Ron still didn't look too happy. Harry didn't get it. Why was he being so resistant to the idea he and Hermione might get along on some deeper level? It wasn't as if–
Suddenly everything clicked into place. He had never asked Hermione about the awkward conversation with Ron she had mentioned in her first letter. With everything else going on there was simply so much to talk about he'd forgotten about it. But now – It was a possibility he hadn't thought about before, and not one he'd thought even remotely possible in a thousand years.
"You don't, er – like Hermione, do you?" Harry asked.
"I just said I don't dislike her," Ron said.
"No, I mean, you don't like her like her, do you?" he clarified.
Ron's ears suddenly became so red they threatened to burst into flame.
"Y– N– It's–," his best mate stammered. "Well, I don't know!" Ron looked like he deeply regretted ever coming through the door.
"How do you not know?" Harry asked before he could stop himself.
"It's jus–," Ron floundered, looking for something to say. "I dunno.
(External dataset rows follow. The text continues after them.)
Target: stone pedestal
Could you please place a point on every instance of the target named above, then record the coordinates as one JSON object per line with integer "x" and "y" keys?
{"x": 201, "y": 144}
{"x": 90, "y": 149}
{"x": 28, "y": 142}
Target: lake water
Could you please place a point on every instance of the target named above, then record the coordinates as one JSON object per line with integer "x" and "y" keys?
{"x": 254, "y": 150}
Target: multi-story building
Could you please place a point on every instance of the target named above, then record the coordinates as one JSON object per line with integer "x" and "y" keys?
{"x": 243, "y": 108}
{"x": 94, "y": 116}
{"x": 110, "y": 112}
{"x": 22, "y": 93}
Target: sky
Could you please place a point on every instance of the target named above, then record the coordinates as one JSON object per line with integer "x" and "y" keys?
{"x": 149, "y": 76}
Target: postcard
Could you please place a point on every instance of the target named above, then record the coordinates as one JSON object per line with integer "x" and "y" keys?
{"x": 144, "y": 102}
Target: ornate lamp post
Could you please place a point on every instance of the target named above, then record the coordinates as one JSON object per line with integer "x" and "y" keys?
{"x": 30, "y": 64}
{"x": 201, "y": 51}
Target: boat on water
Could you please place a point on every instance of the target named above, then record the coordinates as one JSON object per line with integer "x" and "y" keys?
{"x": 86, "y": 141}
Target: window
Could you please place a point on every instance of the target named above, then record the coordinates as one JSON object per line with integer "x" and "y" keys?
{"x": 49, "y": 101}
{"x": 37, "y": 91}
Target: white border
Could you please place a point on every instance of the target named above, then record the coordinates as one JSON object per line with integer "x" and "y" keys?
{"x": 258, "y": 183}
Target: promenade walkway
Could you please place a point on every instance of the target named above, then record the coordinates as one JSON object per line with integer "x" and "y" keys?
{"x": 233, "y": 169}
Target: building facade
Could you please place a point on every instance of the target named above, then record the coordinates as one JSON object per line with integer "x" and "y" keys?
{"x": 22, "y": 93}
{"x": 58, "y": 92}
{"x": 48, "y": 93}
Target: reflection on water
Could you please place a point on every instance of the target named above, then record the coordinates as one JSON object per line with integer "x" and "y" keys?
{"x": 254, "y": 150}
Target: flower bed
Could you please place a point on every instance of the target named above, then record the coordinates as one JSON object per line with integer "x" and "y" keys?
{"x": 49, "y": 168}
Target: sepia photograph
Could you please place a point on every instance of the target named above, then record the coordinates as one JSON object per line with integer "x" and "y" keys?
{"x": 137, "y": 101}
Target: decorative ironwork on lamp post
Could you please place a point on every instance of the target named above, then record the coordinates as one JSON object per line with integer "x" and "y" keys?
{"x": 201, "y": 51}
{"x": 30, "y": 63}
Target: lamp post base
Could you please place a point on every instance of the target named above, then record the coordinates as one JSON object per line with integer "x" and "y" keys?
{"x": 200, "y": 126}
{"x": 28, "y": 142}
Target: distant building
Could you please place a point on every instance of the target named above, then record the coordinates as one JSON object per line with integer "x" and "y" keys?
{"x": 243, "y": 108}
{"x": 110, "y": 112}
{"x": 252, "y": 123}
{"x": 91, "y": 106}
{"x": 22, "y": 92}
I mean, she's a girl, and she's there–," he said before petering out, as if realizing he didn't have anything else to go on.
'That's it?' Harry marveled at the situation. 'The hundreds of reasons to like Hermione boiled down to: She's a girl and she was there?' What about how she runs off to the Library when she just has to know something? Or the way she goes 'OH MY GOD!' in her letters? And the little –smile– she includes when she's being a little flirty and how it makes him want to see what it looks like in person? There was so much more to Hermione than just being there.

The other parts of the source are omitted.